The plant had been shut down and its equipment depressurized during the first minutes of the attack. That was thanks to the quick thinking of one lone Algerian worker, Mohamed Lamine Lahmar, who spotted the gunmen moving in, and pressed the specific alarm signaling that the plant was under attack. “This allowed everyone to understand immediately that this was a terrorist attack,” Yousfi said. “They shut down the plant and made all the equipment depressurized.” Lahmar, who was killed moments after pressing the alarm, has since become a hero among Algerians, and Yousfi told TIME that the complex would soon be renamed in his honor.

As the shock of the siege has worn off during the past few weeks, Algerian officials are now focused on reassuring Western oil companies that their country is still safe enough to drill in. While only a handful of the 32 attackers were Algerian, the operation was masterminded by Mokhtar Belmokhtar, the Algerian head of a splinter group that broke away last December from al-Qaeda in the Islamic Maghreb (AQIM), which is now on the run in northern Mali, across Algeria’s borders.

Yousfi told TIME that a major security review was underway, aimed at tightening measures across the country and involving military directly in protecting oil and gas facilities, whose production contributes 98% of Algeria’s exports, and most of its GDP. “We have called all our security services to review the security around these sites, everywhere in the country,” Yousfi said. “Very tough measures will be taken, some of them immediately and others we are in the process of doing.” While Yousfi declined to specific exact new measures, he said, “our security services and military people are going to participate very actively in this security of our sites everywhere, in the North, in the South, everywhere, not only on the borders.” He said the new measures would be implemented “within one or two weeks, maximum.”

It is not clear whether that will be enough to reassure big oil companies, which have holed up in recent weeks assessing their risk in Algeria. “The biggest concern is that this would inspire copy-cat incidents on a smaller scale,” says Geoff Porter, CEO of North Africa Risk Consulting, Inc. in New York, which specializes in energy security. Still, he said that oil companies in no way blame Algeria for the attack, believing that it was the result of a tragic set of circumstances involving the deep turmoil in neighboring countries.

Three weeks ago, Porter held a round-table discussion in Houston about the Algerian attack, with officials from BP, ExxonMobil, Royal Dutch Shell and three other oil companies, all of which are involved in the country or are weighing new projects there. “The feeling was that something on this scale was not likely to be repeated,” Porter says, speaking by phone from New York. “The trouble is, the international oil companies do not need something on this scale to be scared. They just need the possibility of one of their employees being killed to be scared.”

In his interview with TIME, Yousfi says Algerian officials plan their own discussions with Western oil companies, in order to discuss tighter security and to coordinate their plans.

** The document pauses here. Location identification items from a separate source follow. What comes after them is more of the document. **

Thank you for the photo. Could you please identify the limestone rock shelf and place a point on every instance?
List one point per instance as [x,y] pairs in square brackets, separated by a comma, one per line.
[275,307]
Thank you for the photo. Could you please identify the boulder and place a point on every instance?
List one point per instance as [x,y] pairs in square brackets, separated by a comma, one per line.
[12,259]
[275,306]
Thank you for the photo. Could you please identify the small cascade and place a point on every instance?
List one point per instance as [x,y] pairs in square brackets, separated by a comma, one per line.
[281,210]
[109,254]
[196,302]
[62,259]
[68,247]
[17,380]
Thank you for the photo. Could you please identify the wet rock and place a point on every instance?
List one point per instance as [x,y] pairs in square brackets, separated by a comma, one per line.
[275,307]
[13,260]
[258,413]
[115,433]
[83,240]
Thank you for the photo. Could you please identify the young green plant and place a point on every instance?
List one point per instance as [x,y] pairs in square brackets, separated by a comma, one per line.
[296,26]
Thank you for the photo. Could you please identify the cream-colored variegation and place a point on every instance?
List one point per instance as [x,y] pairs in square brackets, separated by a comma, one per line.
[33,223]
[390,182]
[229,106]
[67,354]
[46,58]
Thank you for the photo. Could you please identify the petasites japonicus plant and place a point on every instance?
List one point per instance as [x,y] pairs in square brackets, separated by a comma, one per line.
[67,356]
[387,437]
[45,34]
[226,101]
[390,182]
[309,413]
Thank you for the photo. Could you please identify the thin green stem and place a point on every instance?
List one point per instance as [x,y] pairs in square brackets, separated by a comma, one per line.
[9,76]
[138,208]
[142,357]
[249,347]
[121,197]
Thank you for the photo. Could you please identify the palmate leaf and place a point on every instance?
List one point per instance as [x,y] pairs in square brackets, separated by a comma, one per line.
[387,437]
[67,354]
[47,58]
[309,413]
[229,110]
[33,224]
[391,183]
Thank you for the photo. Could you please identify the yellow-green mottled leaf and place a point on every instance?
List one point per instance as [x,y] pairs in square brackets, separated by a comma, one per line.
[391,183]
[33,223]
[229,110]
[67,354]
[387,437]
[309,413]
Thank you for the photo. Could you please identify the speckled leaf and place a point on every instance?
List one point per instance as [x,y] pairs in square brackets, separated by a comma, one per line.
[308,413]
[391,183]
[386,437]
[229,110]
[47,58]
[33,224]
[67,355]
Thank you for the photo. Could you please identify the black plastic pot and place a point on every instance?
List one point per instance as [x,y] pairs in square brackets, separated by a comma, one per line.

But he ruled out one possibility: allowing oil companies to add their own private armed security at the sites. “This is a question of sovereignty, no sovereign country would allow that,” Yousfi said. “It might be more dangerous for everyone when they know that there are foreigners with arms, they might be targets.” With more military and security forces on site, he says, Algeria should be able to reassure companies about operating here. “We want them to be comfortable working in this country, and to feel safe.”